The biggest things they "export" are ideas, designs, franchises, brands, engineering solutions, instructions, and software, coming from a relatively small group of managers, designers, and researchers in the U.S.
The Apple iPhone is assembled in China from components made in Japan, Singapore, and a half-dozen other locales. The only things coming from the U.S. are designs and instructions from a handful of engineers and managers in California.
Apple even stows most of its profits outside the U.S. so it doesn't have to pay American taxes on them.
Recent "trade" deals have been wins for big corporations and Wall Street, along with their executives and major shareholders, because they get better direct access to foreign markets and billions of consumers.
They also get better protection for their intellectual property -- patents, trademarks, and copyrights -- and for their overseas factories, equipment, and financial assets.
That's why big corporations and Wall Street are so enthusiastic about the Trans Pacific Partnership -- the giant deal among countries responsible for 40 percent of the global economy.
That deal would give giant corporations even more patent protection overseas. And it would allow them to challenge any nation's health, safety, and environmental laws that stand in the way of their profits -- including our own.
But recent trade deals haven't been wins for most Americans.
By making it easier for American corporations to make things abroad, the deals have reduced the bargaining power of American workers to get better wages here.
The Trans Pacific Trade Partnership's investor protections will make it safer for firms to relocate abroad -- the Cato Institute describes such protections as "lowering the risk premium" on offshoring -- thereby further reducing corporate incentives to make and do things in the United States, using and upgrading the skills of Americans.
Proponents say giant deals like the TPP are good for the growth of the United States economy. But that argument begs the question of whose growth they're talking about.
Almost all the growth goes to the richest 1 percent. The rest of us can buy some products cheaper than before, but most of those gains would are offset by wage losses.
In theory, the winners could fully compensate the losers and still come out ahead. But the winners don't compensate the losers.
For example, it's ironic that the Administration is teaming up with congressional Republicans to enact the TPP, when congressional Republicans have done just about everything they can to keep down the wages of most Americans.
They've refused to raise the minimum wage (whose inflation-adjusted value is now almost 25 percent lower than it was in 1968), expand unemployment benefits, invest in job training, enlarge the Earned Income Tax Credit, improve the nation's infrastructure, or expand access to public higher education.
They've embraced budget austerity that has slowed job and wage growth. And they've continued to push "trickle-down" economics -- keeping tax rates low for America's richest, protecting their tax loopholes, and fighting off any attempt to raise taxes on wealthy inheritances to their level before 2000.

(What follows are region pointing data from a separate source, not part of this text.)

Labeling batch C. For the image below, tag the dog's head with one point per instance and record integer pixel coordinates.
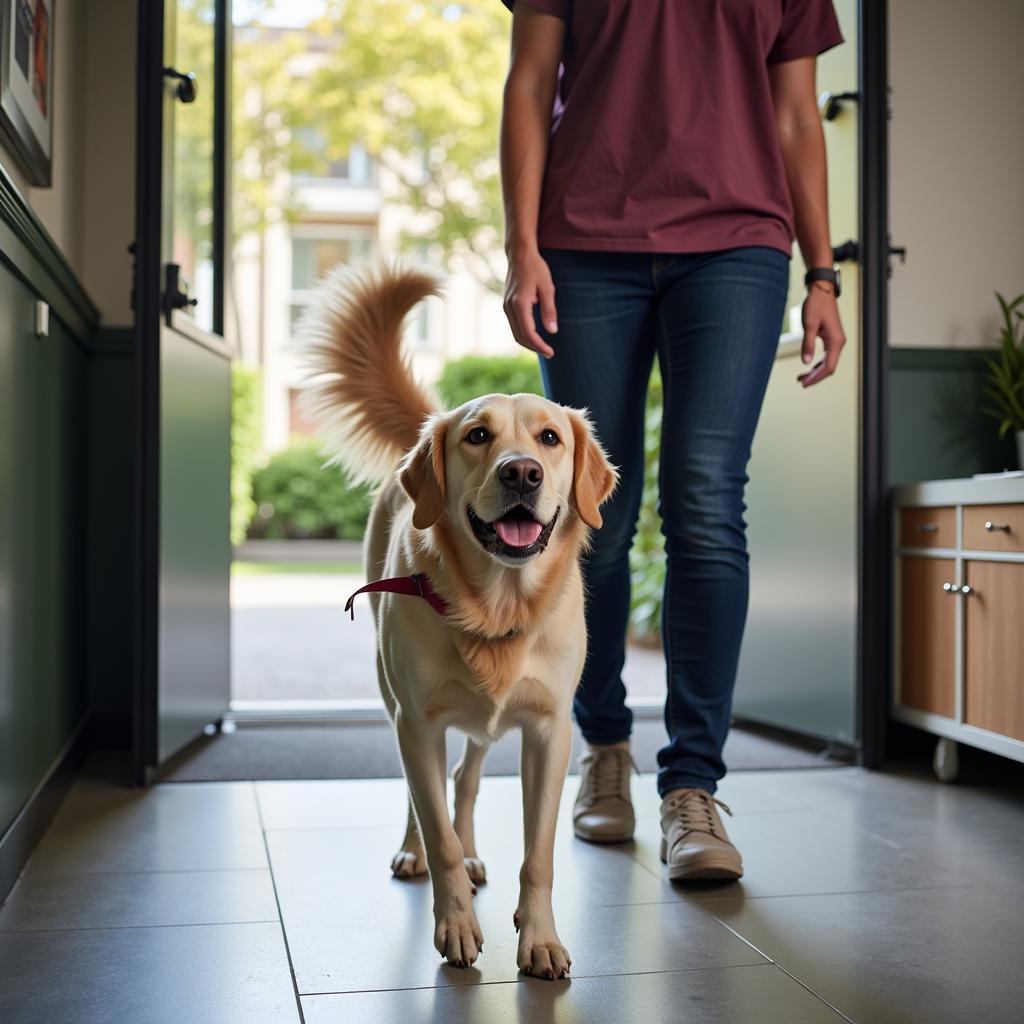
(507, 470)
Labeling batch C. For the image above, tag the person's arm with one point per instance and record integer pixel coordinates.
(529, 94)
(803, 146)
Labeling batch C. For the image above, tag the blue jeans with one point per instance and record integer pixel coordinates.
(714, 321)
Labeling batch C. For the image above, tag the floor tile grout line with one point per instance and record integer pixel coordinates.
(281, 915)
(525, 979)
(687, 897)
(43, 875)
(816, 995)
(135, 928)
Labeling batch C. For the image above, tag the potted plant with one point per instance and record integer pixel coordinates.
(1006, 374)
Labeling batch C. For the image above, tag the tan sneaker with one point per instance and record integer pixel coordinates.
(694, 844)
(603, 811)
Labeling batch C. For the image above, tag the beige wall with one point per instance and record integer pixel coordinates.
(956, 173)
(89, 210)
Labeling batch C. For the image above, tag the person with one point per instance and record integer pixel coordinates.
(657, 159)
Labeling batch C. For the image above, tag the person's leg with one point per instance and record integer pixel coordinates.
(603, 353)
(719, 320)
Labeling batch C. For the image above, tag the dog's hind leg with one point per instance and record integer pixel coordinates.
(457, 932)
(467, 784)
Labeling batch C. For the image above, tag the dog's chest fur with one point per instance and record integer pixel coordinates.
(501, 683)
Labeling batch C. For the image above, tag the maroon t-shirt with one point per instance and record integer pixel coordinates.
(664, 137)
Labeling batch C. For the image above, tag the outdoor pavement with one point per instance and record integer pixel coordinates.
(292, 640)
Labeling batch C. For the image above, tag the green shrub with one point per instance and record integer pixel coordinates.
(1006, 372)
(245, 446)
(298, 498)
(475, 375)
(647, 556)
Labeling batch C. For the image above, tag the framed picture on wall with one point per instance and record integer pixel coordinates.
(27, 85)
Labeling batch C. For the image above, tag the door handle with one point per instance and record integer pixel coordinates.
(175, 297)
(187, 87)
(832, 104)
(846, 252)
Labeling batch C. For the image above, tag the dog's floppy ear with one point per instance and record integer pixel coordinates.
(593, 476)
(422, 472)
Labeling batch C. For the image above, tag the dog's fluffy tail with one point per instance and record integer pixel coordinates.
(359, 387)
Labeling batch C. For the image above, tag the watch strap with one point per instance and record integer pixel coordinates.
(822, 273)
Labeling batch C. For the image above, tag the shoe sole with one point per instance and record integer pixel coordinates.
(707, 869)
(602, 839)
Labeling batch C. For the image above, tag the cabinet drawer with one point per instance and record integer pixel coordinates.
(993, 527)
(994, 647)
(927, 628)
(928, 527)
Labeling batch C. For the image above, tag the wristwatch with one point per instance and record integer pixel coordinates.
(824, 273)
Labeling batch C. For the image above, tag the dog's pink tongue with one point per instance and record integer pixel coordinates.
(518, 532)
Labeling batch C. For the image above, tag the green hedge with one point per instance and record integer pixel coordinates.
(647, 555)
(297, 498)
(475, 375)
(245, 446)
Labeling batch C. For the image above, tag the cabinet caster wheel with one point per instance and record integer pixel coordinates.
(946, 760)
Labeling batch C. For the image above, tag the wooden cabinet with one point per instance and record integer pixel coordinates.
(993, 647)
(958, 610)
(927, 623)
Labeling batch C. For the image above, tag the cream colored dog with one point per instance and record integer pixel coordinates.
(493, 504)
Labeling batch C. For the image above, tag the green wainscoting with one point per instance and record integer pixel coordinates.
(936, 428)
(43, 474)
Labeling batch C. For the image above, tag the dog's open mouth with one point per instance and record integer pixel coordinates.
(517, 534)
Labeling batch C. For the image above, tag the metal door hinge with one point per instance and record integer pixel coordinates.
(42, 320)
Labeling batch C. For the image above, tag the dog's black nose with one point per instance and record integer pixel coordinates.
(523, 475)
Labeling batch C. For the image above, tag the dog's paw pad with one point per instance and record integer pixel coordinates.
(544, 960)
(406, 864)
(477, 872)
(459, 940)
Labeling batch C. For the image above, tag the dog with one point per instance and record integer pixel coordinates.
(484, 511)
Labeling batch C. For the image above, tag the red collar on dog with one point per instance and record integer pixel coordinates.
(417, 585)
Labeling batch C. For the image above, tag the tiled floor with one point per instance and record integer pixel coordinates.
(867, 897)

I've seen first-hand how effective Wall Street and big corporations are at wielding influence -- using lobbyists, campaign donations, and subtle promises of future jobs to get the global deals they want.
Global deals like the Trans Pacific Partnership will boost the profits of Wall Street and big corporations, and make the richest 1 percent even richer. But they'll contribute the to steady shrinkage of the American middle class.